E é aqui que se fecha o círculo: no início do filme recebemos uma explicação dos eventos do passado (o resumo dos episódio anteriores – como tudo começou, porque foi criado o vírus T, etc.) e depois, a certa altura, o filme começa a descrever o passado numa série de ecrãs flutuantes onde se exibem clips dos tomos anteriores da série. Estas janelas vão-se amontoando acabando por formar um rosto, o rosto da protagonista, Milla Jovovich. Já no final do filme, quando o clone coloca a lente de contacto ocular que contém as memórias de sua mãe, soltam-se do seu olho essas mesmas janelas da sequência do genérico, onde estão documentados os momentos da infância. Ou seja, a memória como marca de identidade ou a história de vida como construtora da imagem que cada um constitui de si (imagem essa que a protagonista não possuía até ao desenlace).

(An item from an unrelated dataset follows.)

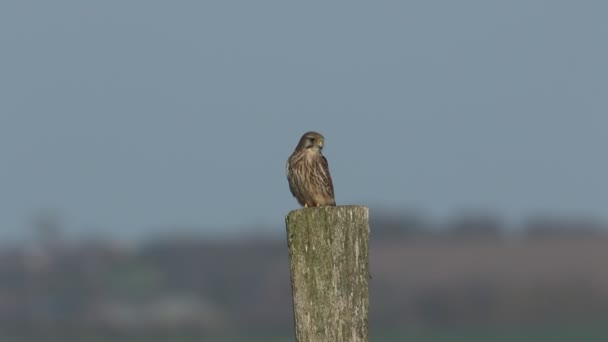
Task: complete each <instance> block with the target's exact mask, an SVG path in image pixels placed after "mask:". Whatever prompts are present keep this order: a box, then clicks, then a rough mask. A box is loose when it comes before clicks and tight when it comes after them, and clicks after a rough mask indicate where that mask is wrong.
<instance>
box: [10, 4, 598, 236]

E como tal, sendo uma figura sem imagem, era um ser sem espírito, é a possibilidade de imagem que lhe permite constituir-se como ser humano de corpo inteiro: o clone só se torna humano quando é capaz de formar uma imagem total de si. Esta solução comporta uma ideologia que dá primazia à imagem como ferramenta de memória e de identidade, essa é uma ideologia que manifesta um pensamento televisivo agora vertido na multidão de janelas que o digital possibilita. Não deixa, no entanto, de ser curioso pensar no processo que o filme apresenta: o indivíduo como palimpsesto visual dos registos vídeo do seu passado, onde uma e outra camada de imagem se sobrepõe, completando-se e ocultando-se. O indivíduo feito indivídeo. E é esta falsa resolução identitária que encontra paralelo no final aberto que igualmente possibilita que o final chapter seja apenas um ponto de partida para o recomeço.